Date: 2008-08-19 04:56 pm (UTC)
From: [identity profile] roaringmice.livejournal.com
John's eyes traced the curves of Rodney's manhood, taking in the smorgasboard (or was that smorgasbord?) that had been laid before him: the weaping head, so reminiscent of that chocolate fountain his ex-wife had insisted on for their wedding reception, but which had never quite worked right, kind of oozing instead of spewing but hey, you know, chocolate; the rigid staff, so much like a stalk of corn-on-the-cob, hot off the grill and coated with butter; and that dark plume of hair, which, now that he thought of it, reminded him of cotton candy, but brown instead of pink and, you know, less sticky; all just waiting to be... oh, wait, cookies!

Re: House, M.D.

Date: 2008-08-19 05:00 pm (UTC)
From: [identity profile] roaringmice.livejournal.com
This is actually one of my favourite contests.

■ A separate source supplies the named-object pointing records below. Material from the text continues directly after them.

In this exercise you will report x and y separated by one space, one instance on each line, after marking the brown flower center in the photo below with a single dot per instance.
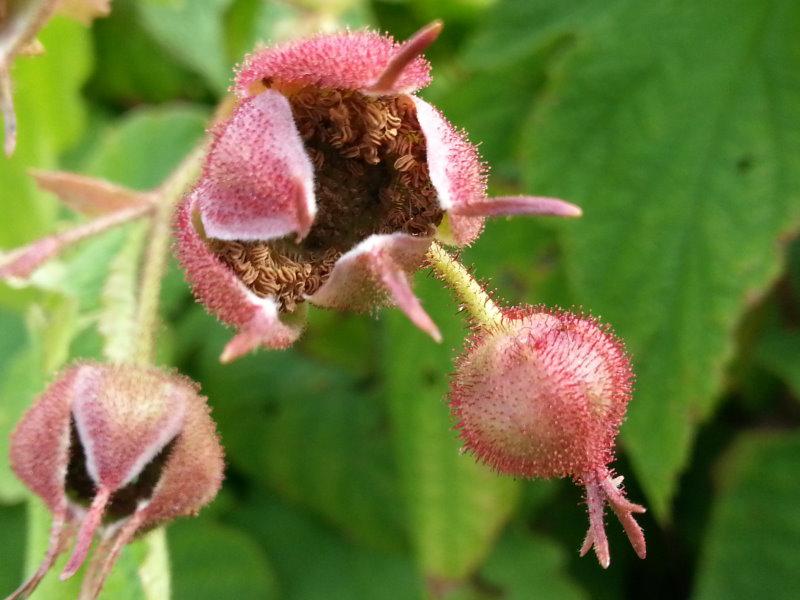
371 177
81 488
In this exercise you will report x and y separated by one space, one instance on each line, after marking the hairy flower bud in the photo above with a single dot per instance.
328 184
543 395
117 449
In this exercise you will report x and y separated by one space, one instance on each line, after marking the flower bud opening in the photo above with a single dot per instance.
371 177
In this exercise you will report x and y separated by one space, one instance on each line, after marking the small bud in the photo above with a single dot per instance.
117 449
544 395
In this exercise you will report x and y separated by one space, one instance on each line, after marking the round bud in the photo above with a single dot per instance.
543 395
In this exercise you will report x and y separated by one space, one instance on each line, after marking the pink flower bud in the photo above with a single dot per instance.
117 449
544 395
328 184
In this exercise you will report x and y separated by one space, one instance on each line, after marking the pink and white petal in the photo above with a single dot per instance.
353 60
221 292
120 438
502 206
258 181
376 269
455 169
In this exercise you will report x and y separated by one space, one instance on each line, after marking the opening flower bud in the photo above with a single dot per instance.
328 184
117 449
543 394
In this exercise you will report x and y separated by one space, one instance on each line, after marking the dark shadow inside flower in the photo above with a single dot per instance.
81 489
371 174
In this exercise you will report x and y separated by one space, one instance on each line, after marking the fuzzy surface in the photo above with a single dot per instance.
545 396
352 60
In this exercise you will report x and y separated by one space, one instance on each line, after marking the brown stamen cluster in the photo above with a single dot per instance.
371 176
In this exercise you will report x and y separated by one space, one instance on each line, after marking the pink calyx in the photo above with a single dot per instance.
602 488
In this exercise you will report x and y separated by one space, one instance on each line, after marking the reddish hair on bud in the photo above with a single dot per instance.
113 451
544 395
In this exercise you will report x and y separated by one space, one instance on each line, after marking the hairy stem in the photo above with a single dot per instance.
475 300
157 254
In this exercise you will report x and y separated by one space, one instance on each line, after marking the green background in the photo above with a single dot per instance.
675 124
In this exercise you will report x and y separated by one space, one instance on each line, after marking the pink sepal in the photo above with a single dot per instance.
353 60
455 169
120 436
258 181
517 205
376 268
222 293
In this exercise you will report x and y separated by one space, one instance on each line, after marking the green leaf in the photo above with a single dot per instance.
679 138
21 380
751 545
192 31
525 565
313 433
143 147
12 524
779 352
50 117
117 320
137 70
212 561
314 563
455 507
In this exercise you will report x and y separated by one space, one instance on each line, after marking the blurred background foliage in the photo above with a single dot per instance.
674 124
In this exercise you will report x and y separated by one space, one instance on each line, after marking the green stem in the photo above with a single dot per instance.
157 255
473 297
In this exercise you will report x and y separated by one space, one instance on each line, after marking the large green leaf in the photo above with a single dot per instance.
455 507
137 70
312 432
779 352
314 563
754 534
679 137
50 118
12 524
142 148
525 565
212 561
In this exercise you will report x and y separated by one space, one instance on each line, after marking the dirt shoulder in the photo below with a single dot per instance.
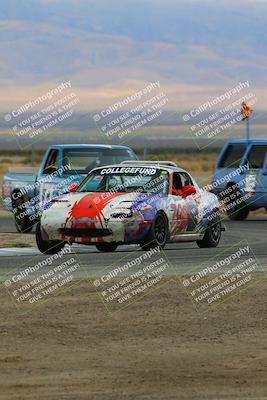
158 348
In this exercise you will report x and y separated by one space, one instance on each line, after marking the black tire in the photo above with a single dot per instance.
47 246
22 222
106 247
239 211
158 234
212 235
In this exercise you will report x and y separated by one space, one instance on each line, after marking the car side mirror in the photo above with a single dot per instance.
188 190
73 187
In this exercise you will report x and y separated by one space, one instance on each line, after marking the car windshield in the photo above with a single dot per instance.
127 179
82 161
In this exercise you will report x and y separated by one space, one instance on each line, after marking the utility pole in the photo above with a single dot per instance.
246 112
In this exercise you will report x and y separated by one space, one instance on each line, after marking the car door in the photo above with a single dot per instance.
256 176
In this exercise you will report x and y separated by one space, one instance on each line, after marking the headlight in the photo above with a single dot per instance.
122 213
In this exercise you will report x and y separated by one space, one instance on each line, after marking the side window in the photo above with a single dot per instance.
52 162
181 179
256 156
186 180
233 156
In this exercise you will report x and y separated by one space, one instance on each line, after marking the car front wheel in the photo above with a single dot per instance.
106 247
212 235
158 233
47 246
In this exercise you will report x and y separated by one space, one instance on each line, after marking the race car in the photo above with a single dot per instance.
143 203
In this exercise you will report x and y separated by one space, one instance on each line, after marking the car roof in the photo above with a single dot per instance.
245 141
139 164
90 146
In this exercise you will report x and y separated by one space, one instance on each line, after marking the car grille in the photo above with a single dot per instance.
85 232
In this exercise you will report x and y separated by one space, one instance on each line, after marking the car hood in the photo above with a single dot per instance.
92 206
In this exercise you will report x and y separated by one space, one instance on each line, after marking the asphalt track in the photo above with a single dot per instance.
184 257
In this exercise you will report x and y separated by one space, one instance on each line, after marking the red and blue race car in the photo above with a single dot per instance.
144 203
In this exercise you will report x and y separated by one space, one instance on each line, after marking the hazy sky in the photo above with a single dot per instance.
109 47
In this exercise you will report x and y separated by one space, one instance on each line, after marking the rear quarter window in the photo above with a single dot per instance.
232 156
256 156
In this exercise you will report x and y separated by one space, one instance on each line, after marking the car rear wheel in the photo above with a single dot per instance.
22 221
106 247
158 233
47 246
212 235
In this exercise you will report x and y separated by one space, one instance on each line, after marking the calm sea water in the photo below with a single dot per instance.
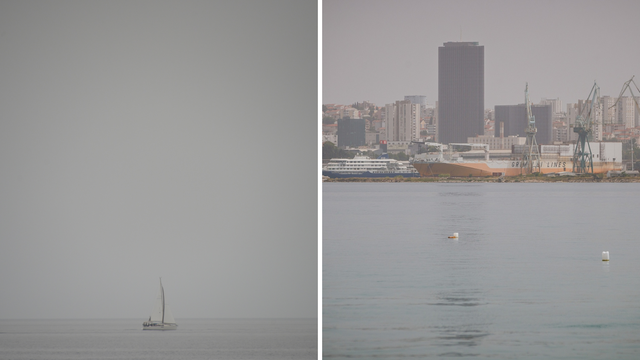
124 339
525 280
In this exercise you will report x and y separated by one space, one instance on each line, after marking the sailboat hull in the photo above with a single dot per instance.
158 326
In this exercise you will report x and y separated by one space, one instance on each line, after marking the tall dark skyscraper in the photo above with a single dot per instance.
460 91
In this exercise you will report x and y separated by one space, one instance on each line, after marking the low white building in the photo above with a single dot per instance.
498 143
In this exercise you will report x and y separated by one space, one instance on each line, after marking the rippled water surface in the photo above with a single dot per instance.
124 339
525 279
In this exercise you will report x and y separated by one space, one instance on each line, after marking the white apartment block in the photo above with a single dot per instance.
389 120
403 121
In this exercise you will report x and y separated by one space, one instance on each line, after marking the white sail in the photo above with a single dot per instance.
156 314
161 317
168 316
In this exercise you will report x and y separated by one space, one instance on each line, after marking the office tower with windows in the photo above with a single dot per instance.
460 91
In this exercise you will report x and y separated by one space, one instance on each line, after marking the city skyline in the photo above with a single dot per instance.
381 51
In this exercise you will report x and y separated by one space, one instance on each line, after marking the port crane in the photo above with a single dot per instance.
531 153
582 156
625 87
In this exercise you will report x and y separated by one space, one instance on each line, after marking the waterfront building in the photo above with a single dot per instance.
498 143
626 111
512 120
460 91
556 105
351 132
608 110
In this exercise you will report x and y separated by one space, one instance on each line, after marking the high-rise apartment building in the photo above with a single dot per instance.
460 91
403 121
351 132
417 99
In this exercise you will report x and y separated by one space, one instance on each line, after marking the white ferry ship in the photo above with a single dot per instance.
363 166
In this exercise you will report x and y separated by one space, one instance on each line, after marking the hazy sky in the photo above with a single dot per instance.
141 139
381 51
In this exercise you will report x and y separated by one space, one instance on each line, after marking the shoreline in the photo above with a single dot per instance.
589 178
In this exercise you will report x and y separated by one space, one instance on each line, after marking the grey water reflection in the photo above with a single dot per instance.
462 324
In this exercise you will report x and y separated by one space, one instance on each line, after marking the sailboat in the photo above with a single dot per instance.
161 318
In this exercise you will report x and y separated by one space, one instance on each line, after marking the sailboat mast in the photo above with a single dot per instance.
162 296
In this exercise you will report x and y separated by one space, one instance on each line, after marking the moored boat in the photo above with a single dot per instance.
363 166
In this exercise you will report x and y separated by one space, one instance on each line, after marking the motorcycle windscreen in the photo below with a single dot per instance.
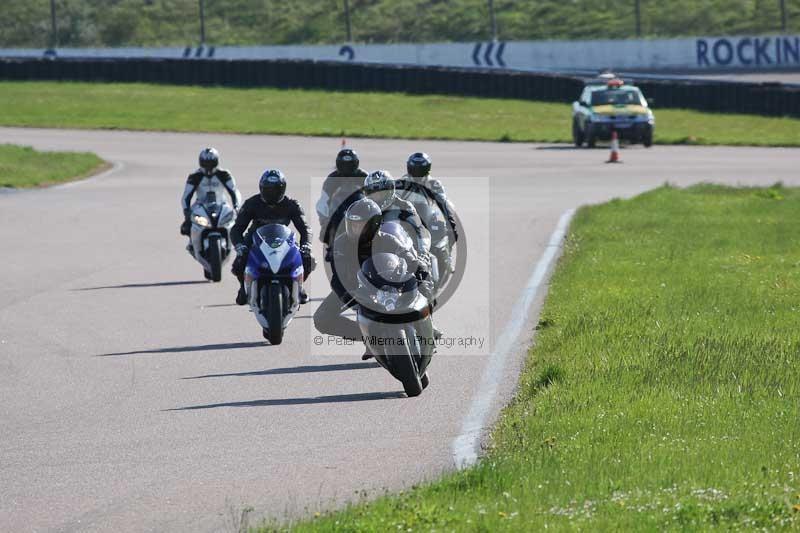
274 234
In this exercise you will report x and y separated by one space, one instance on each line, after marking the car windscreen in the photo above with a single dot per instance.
616 97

I'm glad you brought it back. The results are usually wonderfully awful, and a lot of fun to read.

Star Trek: TNG

Date: 2008-08-19 05:12 pm (UTC)
From: [identity profile] roaringmice.livejournal.com
Diet Coke being the manna of the gods, Riker liked to make sure that the ‘fridge of the Enterprise was well stocked before every mission; and yet, this time, something must have gone wrong, because all that was in said ‘fridge was regular Coke, and really, that would not do; not when they were being attacked by the Borg it wouldn’t, and if he somehow managed to stay awake for long enough to get them through this most recent attack – he ducked as an explosion occurred quite close to his face – he was going to give that quartermaster a what-for, he would.

SGA

Date: 2008-08-19 05:14 pm (UTC)
From: [identity profile] lavvyan.livejournal.com
"Oh, yes, give it to me with you're big Satedan dick!" yelled Dr. Rodney MacKay, causing Lt. Col. John Sheppards world to crumble like a wet Oreo becuaes while he was a dick he was certainly no Satedan!

SGA

Date: 2008-08-19 05:33 pm (UTC)
ext_3572: (sga pwnd)
From: [identity profile] xparrot.livejournal.com
"Oh, Rodney," John sobbed, "you don't have to, I like you, I don't hate you, honest!" but it was too late; Rodney had already swallowed the first worm.